Anyone remember Senator Rand Paul’s famous filibuster on the floor of the Senate as he stood against the confirmation of Muslim convert John Brennan as the head of the Central Intelligence Agency? Anyone remember what he was pointing out? That’s right. He was pointing out the use of drone strikes on US soil for assassination of US citizens in violation of the Fourth Amendment. Guess what? North Dakota has become the first state in which police will use weaponized drones.
Bill 1328’s original sponsor, Rep. Rick Becker (R-Bismarck), told The Daily Beast back in March of this year, “In my opinion there should be a nice, red line: drones should not be weaponized. Period.”
Becker’s bill was designed to limit the ability of law enforcement to weaponized drones and reiterated the fact that they would have to follow the law and obtain a search warrant before engaging in surveillance with the drone. However, it was the North Dakota Peace Officer’s Association that sought to see the bill amended. They did so with the approval of the state house committee. They wanted the bill to allow for anything “less than lethal.”
What most people are not aware of is that police tasers, which are considered “less than lethal” have been used to kill nearly 40 Americans in 2015 alone, according to The Guardian.
According to Grand Forks County Sheriff Bob Rost, his drones are only equipped with cameras for surveillance, but he doesn’t think he should obtain a warrant in order to engage in such surveillance, even though the Fourth Amendment is clear that is what is needed in order to do that.
Rost opposed Becker’s bill saying, “It was a bad bill to start with. We just thought the whole thing was ridiculous.”
Of course, criminal sheriffs and cops will think that bills that restrict them to the chains of law are “bad” and “ridiculous.”
However, he was not the only one that had a voice in stripping the bill of protections for the citizenry.
A wide group of lobbyists who benefited from stripping the provisions in the bill to protect the people included the North Dakota Department of Commerce, the director of the University of North Dakota’s drone program and a variety of other groups.
Keith Lund of the Grand Forks Regional Economic Development Corporation said during a hearing back in March, “It’s really all about the commercial development, which is where all of this is heading.

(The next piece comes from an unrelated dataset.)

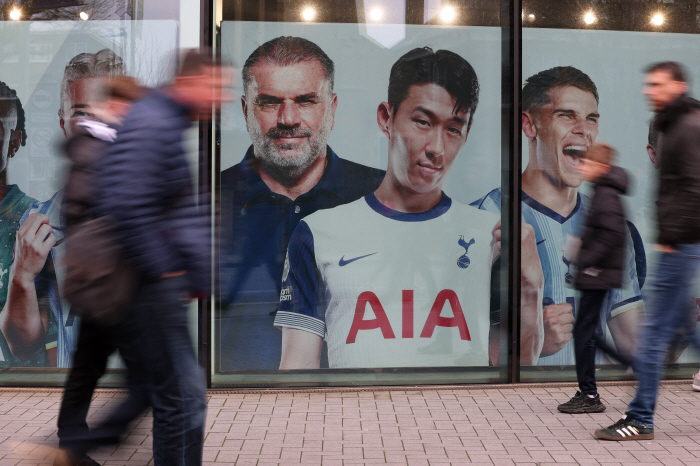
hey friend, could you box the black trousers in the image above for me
[56,311,148,456]
[574,289,632,396]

If [a law] is somehow limiting commercial, law enforcement development… that is a negative in terms of companies looking and investing in opportunities in the state of North Dakota.”
Exactly right. These kinds of infringements are about two things: Money and control.
Zero Hedge adds:
And just in case you’re wondering why North Dakota rolled over so easily. The state is desperate for “economic growth,” even if that growth expands GDP via fascist panopticon surveillance.
Drones in North Dakota are a profitable enterprise in a state hit hard by the oil bust. Companies that market machines for agricultural and commercial use have been popping up in industrial parks on the outskirts of Grand Forks for the better part of the last three years. The university, one of the city’s largest employers, even offers a four-year degree in drones. The Air Force has partnered with the private sector to create a drone research and development park, too.
Drones are overwhelmingly seen as a good thing in North Dakota, which is perhaps why few noticed when HB 1328 passed with a clause allowing them to be armed with non-lethal weapons.
OK, I’m just going to come out and say it. I don’t know where in the Constitution, state constitutions or the Bible it is understood that police are a designated authority. They do not represent the people. They are hirelings for cities. Sheriffs, on the other hand, are elected and take an oath to abide by the guidelines of the federal and state constitutions. They are responsible to the people. So, it seems in this case, the people of North Dakota better wake up, or they may find the reality of what Rand Paul spoke about concerning the use of drones being use in a lethal fashion, which is the slippery slope when we considered how depraved men move in their thinking.